The staff — program coordinators, teachers, counselors, house parents — keep an eagle eye on the teens, virtually all of them living away from home for the first time.   

During their first year in Israel, the students study Hebrew 20 hours a week, in addition to 20 hours of regular coursework, much of which is taught in easy Hebrew.  

“By 11th grade, their second year, they’re studying in Hebrew,” said Ofer Dahan, Naale’s director of development for the Western world. “Everyone studies toward their matriculation and [the academy has] a 93 percent success rate — the highest in Israel.”

The 60 percent of applicants who are accepted to the program must first undergo tests and interviews to gauge their maturity level and their ability to be in a group setting and live away from home. Knowing some Hebrew is helpful but not a prerequisite. 

Once in Israel, students whose families do not live in the country are provided with a host family, where they often spend Shabbat and holidays. 

Floren Avraham’s parents sent her to Israel on the Naale program believing they would join her in a few months. But it took the New Yorkers nearly three years to sell their house and make aliyah (her father is a returning Israeli). 

Taking a seat on the campus’ central lawn, Avraham said she “loved living at home” but that moving on her own to Israel “made me much more independent, more confident, more open. It was an amazing experience, and, looking back, I can’t believe I did it.” 

Avraham’s adjustment was softened by the fact that her grandmother lives just a short walk from the school; her uncle teaches there. 

Unlike Avraham, Kareen Haim decided to move to Israel more out of a sense of adventure than anything else. Her Israeli-born parents are still in Los Angeles, “But they hope to move back to Israel in a few years,” she said. 

“I wanted a change. I went to a fancy school, and I was looking for something more down to earth.  People were snobby and looked down on people like me who aren’t rich.”

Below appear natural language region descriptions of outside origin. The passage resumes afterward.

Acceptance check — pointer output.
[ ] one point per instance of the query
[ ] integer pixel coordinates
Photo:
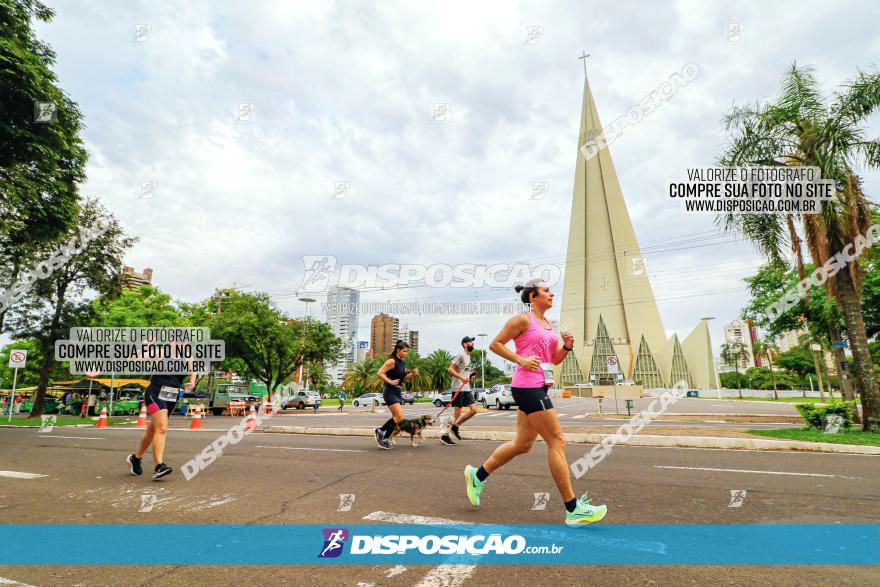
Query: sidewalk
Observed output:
(678, 437)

Since moving to Israel — which she had visited but didn’t particularly like — Haim has found the people “are a lot warmer than they are in America. And although she has many Israel-based aunts, uncles and cousins, Haim said, “My friends here at Naale have become my family because we rely on each other.” 

Although she calls enrolling in the program the “right decision,” Haim said she wouldn’t have minded a bit more privacy. 

“It’s like living in a small neighborhood where everyone knows everything about you — what you’re eating, what you’re wearing, how late you’re sleeping.” 

The positive side is that “the counselors really care about us; they call us a lot to make sure we’re OK,” Haim said.  

The students emphasized that the decision to attend Israeli boarding school shouldn’t be taken lightly, even by the roughly 50 percent of students who hail from a home with at least one Israeli parent.  

“The adjustment was very, very hard in the beginning, and at some points I wanted to go back home to my parents,” Shasha said of the homesickness he felt. “But thanks to all the support I received from the staff and my parents, and after seeing how happy the 11th- and 12th-graders were, after two months I felt at home.”    

While Dahan said that few if any parents encourage their children to apply to Naale solely to save the cost of a day school education, the fact that the program is free to participants makes boarding school in Israel a viable option.   

Avi Toledano, who oversees Naale at the Education Ministry, said the ministry invests so much into the program because it makes overseas students excited about Israel. 

“The hope is that after the kids come, the family will follow,” Toledano said.